Li inclined his head slightly. “I remember.”
“Well, I delegated. You know, we all had so much on our plates, I was still tracking down the Zhang family from Jiang’s home town . . . I didn’t think you’d mind.”
“What’s your point, Dai?” Li asked impatiently.
Dai glanced at another, younger officer across the table. “You want to tell him, Qian?”
The young detective remained composed. He nodded and looked at Li. “I found a match this morning,” he said. He opened up a file on the table in front of him. “A girl called Ji Li Rong. She was a second-year student at Jiaotong University. Disappeared about nine months ago. Everyone called her Moon. I spoke to her parents. It was her father who first called her that because when she was a baby her face was round like the moon.”
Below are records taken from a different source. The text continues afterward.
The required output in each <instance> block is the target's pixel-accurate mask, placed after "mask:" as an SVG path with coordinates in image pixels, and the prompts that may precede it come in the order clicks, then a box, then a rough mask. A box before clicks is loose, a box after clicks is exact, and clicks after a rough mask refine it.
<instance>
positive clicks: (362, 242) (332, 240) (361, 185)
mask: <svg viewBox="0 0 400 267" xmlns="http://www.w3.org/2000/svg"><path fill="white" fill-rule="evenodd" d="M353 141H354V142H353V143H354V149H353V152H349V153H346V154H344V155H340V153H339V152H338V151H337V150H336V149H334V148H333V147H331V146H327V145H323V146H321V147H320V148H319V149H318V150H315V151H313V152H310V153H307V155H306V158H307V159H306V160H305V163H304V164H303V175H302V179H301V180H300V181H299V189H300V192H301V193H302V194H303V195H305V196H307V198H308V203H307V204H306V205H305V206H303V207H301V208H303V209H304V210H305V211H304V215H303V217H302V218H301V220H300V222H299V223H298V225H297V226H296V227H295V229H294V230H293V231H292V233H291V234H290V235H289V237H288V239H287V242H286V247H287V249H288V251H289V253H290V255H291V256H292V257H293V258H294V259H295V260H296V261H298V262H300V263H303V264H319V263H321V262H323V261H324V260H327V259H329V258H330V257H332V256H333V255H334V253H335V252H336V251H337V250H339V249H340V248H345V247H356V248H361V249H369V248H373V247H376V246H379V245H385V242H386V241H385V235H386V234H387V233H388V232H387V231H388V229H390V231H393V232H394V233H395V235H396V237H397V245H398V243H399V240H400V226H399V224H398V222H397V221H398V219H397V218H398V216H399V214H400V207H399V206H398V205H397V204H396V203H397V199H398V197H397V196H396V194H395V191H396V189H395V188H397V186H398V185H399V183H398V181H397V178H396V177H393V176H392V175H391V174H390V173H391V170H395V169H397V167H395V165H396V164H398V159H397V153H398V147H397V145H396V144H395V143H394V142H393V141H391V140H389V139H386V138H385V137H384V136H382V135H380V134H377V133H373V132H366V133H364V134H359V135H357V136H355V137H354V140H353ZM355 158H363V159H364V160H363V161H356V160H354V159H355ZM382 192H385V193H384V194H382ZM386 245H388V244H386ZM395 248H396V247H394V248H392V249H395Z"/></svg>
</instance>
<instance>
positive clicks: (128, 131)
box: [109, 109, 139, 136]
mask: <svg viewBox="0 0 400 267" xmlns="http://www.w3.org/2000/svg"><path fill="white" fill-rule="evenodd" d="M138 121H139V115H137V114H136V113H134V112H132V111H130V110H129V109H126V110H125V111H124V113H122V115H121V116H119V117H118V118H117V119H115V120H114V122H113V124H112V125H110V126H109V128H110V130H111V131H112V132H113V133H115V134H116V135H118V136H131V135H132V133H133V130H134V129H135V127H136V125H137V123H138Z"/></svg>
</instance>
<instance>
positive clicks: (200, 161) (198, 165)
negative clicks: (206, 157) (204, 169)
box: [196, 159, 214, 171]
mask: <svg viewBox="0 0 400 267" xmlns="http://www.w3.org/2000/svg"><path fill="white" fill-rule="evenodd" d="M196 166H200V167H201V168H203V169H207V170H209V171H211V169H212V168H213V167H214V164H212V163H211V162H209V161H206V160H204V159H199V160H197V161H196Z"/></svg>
“Did you show him the bracelet?” Li asked.
Qian nodded. “It was hers all right.”
It was the smallest chink of light in a dark place, but to Li, after so long in that place, it was blinding. However, his face betrayed no emotion. He said, “Can we find out if this girl ever had an abortion?”
Dai said, “We thought of that. I got Qian to go back and check.”
“She had an abortion half
way through her first year,” Qian said. “Didn’t want an unwanted pregnancy to get in the way of her education.” And yet in some way that Li still did not understand, that abortion had cost the girl her life.
He said, “We need to get them to look at the bodies. Identify her, if they can.”
Dai said, “They’re on their way to the mortuary right now.”
And Li felt his stomach lurch. He thought of the fourteen corpses still unidentified, the horrors that awaited these poor people as they tried to discern the features of their little girl from the pulp of decaying human flesh that would be wheeled out by men in white coats and rubber gloves. But if they were able to make that identification, the investigation would have come full circle, ending where it had begun, with a medical student working as a night watchman on a building site. Li shook his head at the irony.
Dai cleared his throat again. “There’s one other thing, Chief,” he said. “I’m not sure how important it is. And I guess I should have spotted it before now.” He made a face. “But, then, probably we all should have.” And in this there was a hint of accusation to deflect guilt. “It was right there all the time on the goddamn kid’s résumé.”
Li frowned. “What are you talking about?”
“The medical student,” Dai said. “Jiang Baofu. You know, all those vacation jobs he had, working in various hospitals and clinics?” He paused. “One of them was the Shanghai World Clinic.” Li glanced immediately at Huang standing by the door. The Section Chief was impassive. Dai said unnecessarily, “You know, Cui Feng’s place.”